The question: In high school, narcissistic jerks dominate the cool kids table, and some of us can't seem to shake our infatuation with KimYe's romance in spite of our better judgment. It's not exactly a secret that there's something entrancing about such self-involved twits. Psychologists even lump the telltale personality traits — narcissism, Machiavellianism, and psychopathy — of these kinds of people into an elastic term called the Dark Triad.

A new study confronts the question of whether we're really wired to find these types of borderline sociopaths more physically attractive than "normal" people based on the way they present themselves.
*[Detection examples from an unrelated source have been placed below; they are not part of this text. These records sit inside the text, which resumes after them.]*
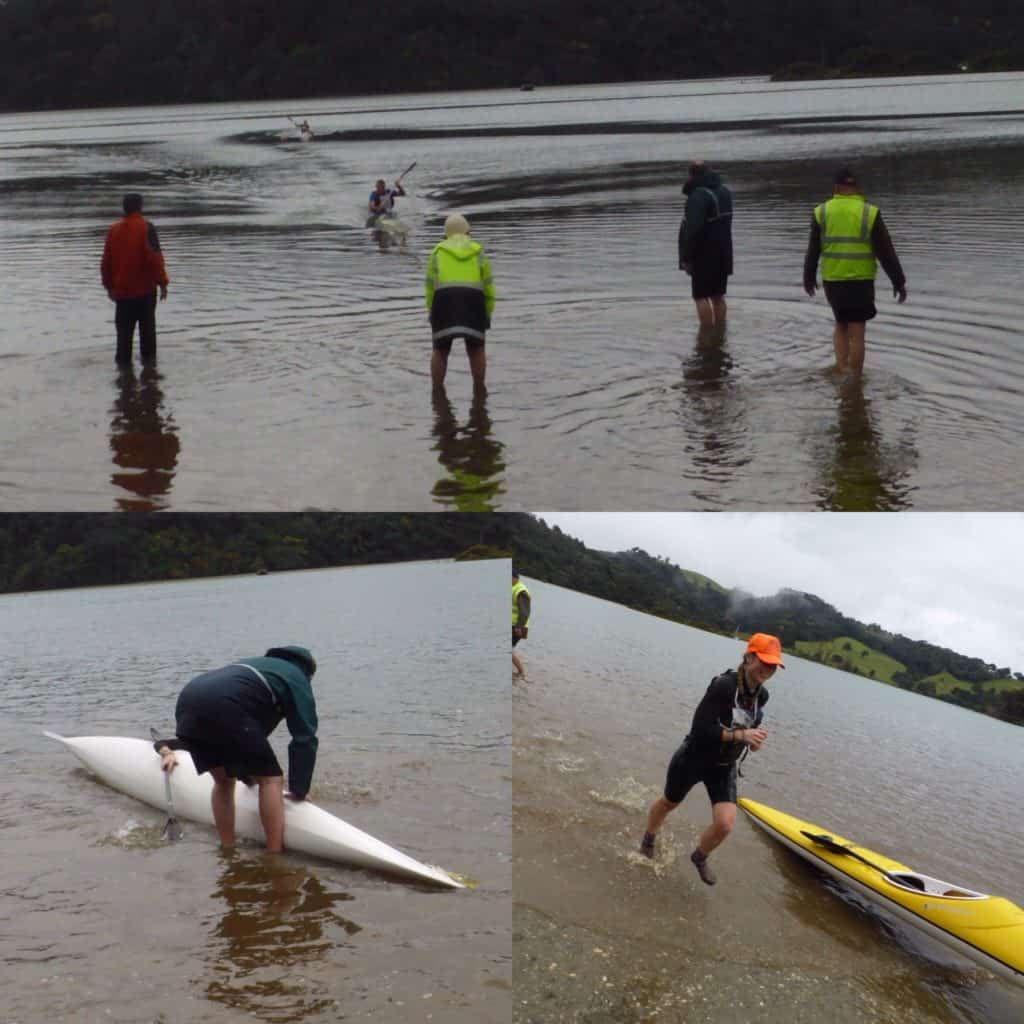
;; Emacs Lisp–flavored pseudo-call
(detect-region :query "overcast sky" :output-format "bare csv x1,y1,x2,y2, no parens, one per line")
538,512,1024,672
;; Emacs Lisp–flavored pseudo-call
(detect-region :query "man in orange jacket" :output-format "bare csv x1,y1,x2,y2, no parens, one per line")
99,193,168,366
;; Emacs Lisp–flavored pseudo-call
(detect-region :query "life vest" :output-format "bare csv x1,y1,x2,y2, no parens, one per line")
512,581,529,626
814,196,879,281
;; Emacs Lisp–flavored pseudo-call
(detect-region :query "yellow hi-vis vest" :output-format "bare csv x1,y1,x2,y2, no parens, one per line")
814,196,879,281
512,585,528,626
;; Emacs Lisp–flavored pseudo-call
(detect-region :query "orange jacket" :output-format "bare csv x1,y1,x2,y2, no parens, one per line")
99,213,168,299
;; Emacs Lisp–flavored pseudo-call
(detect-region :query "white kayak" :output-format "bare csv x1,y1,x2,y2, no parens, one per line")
44,732,464,889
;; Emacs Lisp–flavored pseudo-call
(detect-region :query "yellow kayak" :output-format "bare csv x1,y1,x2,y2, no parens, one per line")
736,799,1024,983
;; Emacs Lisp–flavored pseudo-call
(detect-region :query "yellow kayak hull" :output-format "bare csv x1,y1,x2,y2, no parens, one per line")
736,799,1024,984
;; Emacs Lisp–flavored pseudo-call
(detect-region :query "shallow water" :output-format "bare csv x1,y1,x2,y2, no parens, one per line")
0,562,511,1024
513,582,1024,1024
0,74,1024,511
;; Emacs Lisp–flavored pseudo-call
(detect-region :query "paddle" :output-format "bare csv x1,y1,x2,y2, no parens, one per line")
150,727,185,843
800,829,925,892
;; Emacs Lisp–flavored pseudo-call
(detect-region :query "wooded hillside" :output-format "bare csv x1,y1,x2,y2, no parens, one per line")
0,0,1024,111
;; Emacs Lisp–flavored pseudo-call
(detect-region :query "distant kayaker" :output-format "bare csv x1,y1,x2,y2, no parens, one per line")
640,633,785,886
425,213,495,394
804,167,906,377
512,569,530,679
154,647,317,853
368,178,406,220
99,193,169,366
679,160,732,328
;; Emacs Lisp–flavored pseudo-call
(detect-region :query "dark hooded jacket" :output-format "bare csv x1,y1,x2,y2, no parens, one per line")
679,167,732,274
154,646,318,797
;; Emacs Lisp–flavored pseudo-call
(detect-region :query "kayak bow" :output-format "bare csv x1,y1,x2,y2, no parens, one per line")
44,732,464,889
736,799,1024,984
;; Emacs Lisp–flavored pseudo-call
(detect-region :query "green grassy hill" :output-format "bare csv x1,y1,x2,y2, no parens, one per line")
793,637,905,685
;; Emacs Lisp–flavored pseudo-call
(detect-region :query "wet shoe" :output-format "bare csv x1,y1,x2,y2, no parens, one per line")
690,850,718,886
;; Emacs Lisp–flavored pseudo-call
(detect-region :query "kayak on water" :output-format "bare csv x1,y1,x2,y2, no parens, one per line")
736,798,1024,984
367,213,409,234
44,732,464,889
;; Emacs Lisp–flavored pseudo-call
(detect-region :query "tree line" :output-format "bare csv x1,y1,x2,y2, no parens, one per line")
0,0,1024,111
0,511,1024,725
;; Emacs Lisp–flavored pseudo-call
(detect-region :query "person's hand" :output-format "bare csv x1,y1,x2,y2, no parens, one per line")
743,729,768,751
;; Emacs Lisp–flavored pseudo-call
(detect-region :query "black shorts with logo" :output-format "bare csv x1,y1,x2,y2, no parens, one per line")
824,281,878,324
665,739,736,804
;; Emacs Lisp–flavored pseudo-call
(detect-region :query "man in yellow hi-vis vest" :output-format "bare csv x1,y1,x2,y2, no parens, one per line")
424,213,495,394
804,167,906,377
512,569,529,678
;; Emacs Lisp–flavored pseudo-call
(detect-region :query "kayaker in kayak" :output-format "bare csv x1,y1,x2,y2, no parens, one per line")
368,178,406,221
640,633,785,886
153,646,317,853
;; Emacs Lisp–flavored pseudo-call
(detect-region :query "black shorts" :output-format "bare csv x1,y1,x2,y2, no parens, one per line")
176,700,284,778
665,740,736,804
434,334,483,354
824,281,878,324
690,265,729,299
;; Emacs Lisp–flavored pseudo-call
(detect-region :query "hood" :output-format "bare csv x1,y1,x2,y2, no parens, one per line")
264,644,316,679
437,234,480,259
683,170,722,196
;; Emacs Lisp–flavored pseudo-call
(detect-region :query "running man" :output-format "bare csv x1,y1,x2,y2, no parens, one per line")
640,633,785,886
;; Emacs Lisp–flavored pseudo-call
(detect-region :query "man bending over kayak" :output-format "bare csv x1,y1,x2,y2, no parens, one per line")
153,647,317,853
640,633,785,886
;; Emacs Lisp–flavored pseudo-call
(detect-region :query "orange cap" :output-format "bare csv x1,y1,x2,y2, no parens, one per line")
746,633,785,669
How it was tested: Washington University researchers Nicholas Holtzman and Michael Stribe enlisted 111 college students, more than 60 percent of whom were women. Volunteers were photographed upon setting foot in the lab, and then photographed again without all their personality signifiers. (They were asked to remove their makeup, tie their hair back, and to swap their normal clothes for plain gray sweatpants and a t-shirt.) 
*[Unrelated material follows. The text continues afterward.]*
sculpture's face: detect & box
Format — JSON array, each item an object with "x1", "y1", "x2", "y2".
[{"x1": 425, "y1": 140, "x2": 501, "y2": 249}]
The subjects were also given personality tests to assess their tendencies toward narcissism, Machiavellianism, or the employment of cunning and duplicity, and psychopathy. They were asked to provide email addresses of close friends so that a composite Dark Triad score could be put together for each person.

Next, a group of strangers were asked to rate photos of the subjects in terms of physical attractiveness. By comparing the ratings of both pictures, researchers hoped to get a better idea of how much each student was trying to express their personalities through aesthetics.

The outcome: When dressed-up, subjects with higher Dark Triad scores were rated as more physically attractive by the test group. But when they were forced to wear a t-shirt and sweatpants, they scored about the same as everyone else.

The reasoning: Previous research links negative personality traits, like narcissism, to "increased likeability," says Makini Brice at Medical Daily. "Whether we like it or not, people who are considered physically attractive are assumed to be, at least initially, kinder, smarter, and more confident." Narcissists with dark personality traits are flat-out better at making themselves look more appealing, says Julie Beck at Popular Science. Or, looking at it the other way, "mean people are just as ugly as the rest of us, they're just better at fooling everyone into thinking they're hot." 

The lesson: You know the cliché, "Nice guys finish last?" When it comes to sex appeal it's probably true — at least at first. But don't be dismayed. When it comes to long-term relationships, "more humble people may be cheered at the fact that people steer clear of those dark personality traits," says Brice. So don't be a jerk. At least if you can help it.